Streaming to you from the sunny side of the bay in beautiful Oakland, California, you’ve found the internet home of people-centered digital software designer and resident tall person, Kyle Turman.

Kyle Turman He/They
World Wide Web Mad Scientist
Member of Design Staff

Current Values

Stay curious and don’t be afraid to question things that have gone unquestioned for too long. Follow your curiosity, push beyond the surface, and challenge the status quo.

Keep learning from diverse voices of both past and present. Maintain an open mind and gain perspective. If you learn you’re wrong about something: listen, learn, & do better.
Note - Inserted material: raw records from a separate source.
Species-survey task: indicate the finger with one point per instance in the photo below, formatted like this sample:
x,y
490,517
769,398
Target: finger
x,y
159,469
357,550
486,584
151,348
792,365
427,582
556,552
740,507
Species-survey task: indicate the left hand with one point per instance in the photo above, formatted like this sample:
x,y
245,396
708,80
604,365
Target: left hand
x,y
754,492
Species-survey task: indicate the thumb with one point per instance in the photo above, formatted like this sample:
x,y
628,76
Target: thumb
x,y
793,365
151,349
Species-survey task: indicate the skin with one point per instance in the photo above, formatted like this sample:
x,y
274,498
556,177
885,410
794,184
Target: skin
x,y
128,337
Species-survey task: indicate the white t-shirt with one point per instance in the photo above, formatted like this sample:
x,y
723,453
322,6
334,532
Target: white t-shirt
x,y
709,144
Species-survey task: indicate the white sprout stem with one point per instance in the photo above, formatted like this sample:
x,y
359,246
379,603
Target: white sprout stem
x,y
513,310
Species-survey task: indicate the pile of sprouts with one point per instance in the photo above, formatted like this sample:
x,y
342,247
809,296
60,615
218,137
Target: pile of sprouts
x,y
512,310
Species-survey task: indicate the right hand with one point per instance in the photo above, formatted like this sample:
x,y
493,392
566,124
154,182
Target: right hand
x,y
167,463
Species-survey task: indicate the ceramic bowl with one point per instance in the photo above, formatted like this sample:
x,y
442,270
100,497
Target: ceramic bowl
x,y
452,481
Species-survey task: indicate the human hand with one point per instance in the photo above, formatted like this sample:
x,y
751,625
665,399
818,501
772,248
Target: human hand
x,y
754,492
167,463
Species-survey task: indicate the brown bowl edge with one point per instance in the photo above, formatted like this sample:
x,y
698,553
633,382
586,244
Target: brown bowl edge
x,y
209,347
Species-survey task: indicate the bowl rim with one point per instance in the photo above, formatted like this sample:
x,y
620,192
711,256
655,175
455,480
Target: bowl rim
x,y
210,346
Let’s design the future to equitable and sustainable — inspired by humans and nature. The future is ours to design, so let's help create a better life for all, not just a few.

A Brief History

Hailing from the pan-shaped state of Oklahoma, I've zipped across these United States (with my lovely partner Annie and trusty dog Lulu) to work with some spectacular folks at companies of many shapes, sizes, and stages.

Over the past 17+ years, I've helped build teams, evolve brands, create systems, and design & ship software both large & small. Through it all my goal has been to keep the focus on people — from the people who use software to the people who make it.

I deeply believe people deserve care, respect, and joy, and here's how I've tried to keep that in mind over the years...



I joined Slack right between a public offering and a worldwide pandemic that changed the way many of us work. Needless to say I've witnessed and helped bring to life a host of changes, but a thing that stayed true is how I saw folks balance caring for one another and our customers so well.

I learned this fast as I worked with top-notch folks right out of the gate to overhaul our sign-up and login surfaces using new product principles like "Be a good host," and continued to learn as I collaborated with brilliant engineers to push the future of the Slack developer platform.

I finished up my time there by leading a ragtag crew of designers, technologists, and systems folks that aimed to make the design infrastructure of Slack fast, high quality, and delightful — which ended up laying down the foundation for a larger IA redesign project.



Look, I never thought I'd move to the Bay Area. Yet, after meeting the Dropbox Design team, I was in. We moved to Oakland and I had the amazing fortune of leading the Design Systems and Mobile design teams. The level of detail and polish that went into design was just inspiring to be around.

We worked with the brand team to figure out how to better infuse the Dropbox brand into the product at scale — all the way down to decisions on how the loading spinner animated to the sharpness of buttons. I fell in love with learning how to coach and inspire folks to rise to the occasion and it was incredible to see what we could accomplish together.



When I walked into the Etsy office in Brooklyn for an interview it felt like I had stepped into what can only be described as some kind of eco-hipster-nerd heaven. My people. I learned from many likeminded folks who wanted to make a difference for both the world and their customers and learned how to build a truly user centered design practice.

With A+ mentors, I grew into management and learned how to bring people together to successfully launch large-scale projects — like a renewed Etsy seller tools experience with a shiny new order and shipping management dashboard. After we helped take Etsy public, I got involved in Design Systems and, with the amazing Etsy brand team, we created and rolled out a new look for Etsy that championed its handmade roots.

Agencies and Startups


I had awesome opportunities to learn from some of the best designers on how to craft stories and brand narratives then bring them to life with interactive experiences on the web. I was blown away that I got to work with amazing established brands like Mailchimp, Google, and even Totinos Pizza Rolls, and then contrast that with working directly on early stage startups to bring products from 0→1.

Web browsers become more advanced and so did apps. It was easier and easier to do things no-one had done before (at least without Flash anyway). Modern tools like ruby on rails and responsive web design allowed me to things like design and build a complete online order management webapp experience for a local pie shop that helped expand their business to 4 locations across the state.

Early Days


The good ol' back-in-the-day. Mine consisted of making logos, posters, brochures, and album art but I kept getting pulled to the web. The internet was starting to explode with web design, mobile apps, and most importantly gifs.

It was an amazing place and I wanted to build cool helpful things on it. I started to surf the wave and realize I could just build things. From one of the first mobile university apps launched in the brand new iPhone App Store to building custom donation management software for the non-profit I was working for using a new payments API that just came out called Stripe, which saved them thousands in processing and management fees.